Во взоре его — отчаяние. «Ну, — думает он, — теперь я действительно умру в спокойствии, как предсказывали те, кто считал этот вояж в одиночестве безумием. Теперь я здесь тихонечко скончаюсь, как мошка. Меня предупреждали: «Не езди в городок, где никого не знаешь; человек слаб, а ты, Гольдберг, слаб вдвойне».
— Я знаю, что вас нельзя оставлять совсем одного, — продолжает женщина, рассматривая больного, — и поэтому договорилась с Урсулкой. Ей уже десять лет, и она сделает все, что нужно. Она придет сегодня к вечеру.

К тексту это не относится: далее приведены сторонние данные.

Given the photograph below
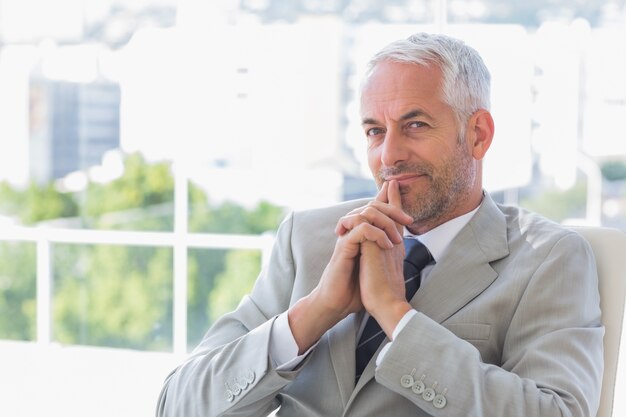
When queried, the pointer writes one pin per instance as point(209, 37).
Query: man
point(505, 323)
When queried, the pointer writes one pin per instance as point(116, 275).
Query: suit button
point(229, 395)
point(418, 387)
point(250, 376)
point(235, 388)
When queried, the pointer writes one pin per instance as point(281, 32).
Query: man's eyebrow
point(415, 113)
point(406, 116)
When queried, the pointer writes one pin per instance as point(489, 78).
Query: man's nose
point(394, 148)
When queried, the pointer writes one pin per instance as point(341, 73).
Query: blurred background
point(149, 150)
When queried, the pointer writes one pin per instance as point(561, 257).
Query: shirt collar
point(438, 239)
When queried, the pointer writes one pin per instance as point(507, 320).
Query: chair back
point(609, 248)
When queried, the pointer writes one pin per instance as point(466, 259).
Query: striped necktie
point(416, 258)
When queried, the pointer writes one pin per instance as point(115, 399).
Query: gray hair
point(466, 79)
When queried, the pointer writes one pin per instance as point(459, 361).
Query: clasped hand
point(365, 271)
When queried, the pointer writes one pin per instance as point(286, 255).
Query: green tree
point(117, 295)
point(242, 268)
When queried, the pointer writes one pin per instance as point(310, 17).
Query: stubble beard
point(448, 186)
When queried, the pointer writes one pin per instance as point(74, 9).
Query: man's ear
point(481, 130)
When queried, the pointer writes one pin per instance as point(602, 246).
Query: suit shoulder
point(534, 227)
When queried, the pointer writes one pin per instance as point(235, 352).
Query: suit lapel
point(464, 270)
point(342, 345)
point(462, 274)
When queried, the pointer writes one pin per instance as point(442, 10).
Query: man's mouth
point(404, 179)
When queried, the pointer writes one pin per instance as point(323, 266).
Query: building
point(72, 125)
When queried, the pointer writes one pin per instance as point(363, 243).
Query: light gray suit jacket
point(508, 325)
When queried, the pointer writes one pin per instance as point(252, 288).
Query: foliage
point(614, 170)
point(17, 290)
point(121, 296)
point(238, 277)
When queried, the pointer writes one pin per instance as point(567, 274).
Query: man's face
point(414, 138)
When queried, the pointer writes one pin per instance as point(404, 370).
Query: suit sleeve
point(551, 361)
point(230, 373)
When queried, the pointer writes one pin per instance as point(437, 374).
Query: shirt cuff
point(283, 348)
point(399, 327)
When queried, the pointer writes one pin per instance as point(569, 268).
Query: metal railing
point(44, 238)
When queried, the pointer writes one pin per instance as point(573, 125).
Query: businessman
point(429, 299)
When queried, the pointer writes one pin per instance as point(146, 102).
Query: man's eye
point(375, 131)
point(416, 124)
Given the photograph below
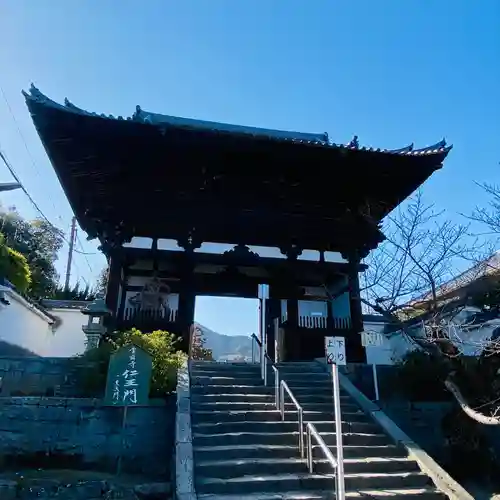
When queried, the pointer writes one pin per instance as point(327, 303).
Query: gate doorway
point(226, 324)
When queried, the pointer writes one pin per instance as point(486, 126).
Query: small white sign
point(371, 339)
point(263, 292)
point(335, 350)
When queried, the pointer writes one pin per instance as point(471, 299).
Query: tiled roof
point(64, 304)
point(165, 121)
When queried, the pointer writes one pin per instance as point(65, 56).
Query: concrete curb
point(184, 469)
point(440, 477)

— Вы должны ехать, пани Марийка?
— К сожалению, должна… — Изящное движение головкой, губы что-то беззвучно шепчут, взгляд устремляется на больного, потом в глубь леса.
Одиннадцатый час, женщина выходит. Больной остается один. От мыслей звенит в голове. Мысли клубятся, как дорожная пыль. Тысяча проклятий обрушивается на голову доктора Гольдберга (они были только друзьями, ни в каком родстве не состояли, несмотря на сходство фамилий), который отправил его сюда. В домике, принадлежавшем доктору Гольдбергу, Марийка жила одна, муж ее работал «где-то в Польше», кажется, строил аэродромы. Через несколько дней по прибытии на место с Гольдбергом случилось что-то вроде инфаркта; был ли это инфаркт, не известно, во всяком случае, здешний врач предписал ему абсолютный покой. Марийка заботливо ухаживала за ним, благо была знакомой доктора Гольдберга, а теперь вот покидает больного.
На закате дверь отворяется, полуживой Гольдберг не чает увидеть Урсулу.
«Урсула» входит, заполнив собой весь дверной проем; это парень — дюжий, смотрит волком, ручищи такие, что без труда раздавят череп; лицо недовольное, злое, коротко острижен. Из кармана пиджака торчит «бутылочка». Единственная вещь, которая портит образ типичного убийцы, — это труба, свисающая с плеча на длинном шнурке.
«Ничего себе «Урсула», — соображает малютка Гольдберг. — Такой «Урсуле» я на одну понюшку. «Урсула» явно проведала, что у Марийки поселился одинокий ветхозаветный еврей и явилась засвидетельствовать мне свое почтение. Наверняка ему наговорили, что я, как и всякий ветхозаветный, лежу на золоте. А если мой матрац и не набит золотом, то уж, конечно, у меня имеются швейцарские часики, браслетик, обручальное колечко, портсигарчик плюс пара тысченок наличными, один-другой приличный костюм, хороший чемодан из добротной кожи. Значит, стоит нанести мне визит и при удобном случае свернуть шею. Бывало, что отправляли на тот свет даже из-за мелочи. Ну, прощай, Гольдберг, еще минута, и «Урсула» споет тебе: «Спи спокойно, милый мой».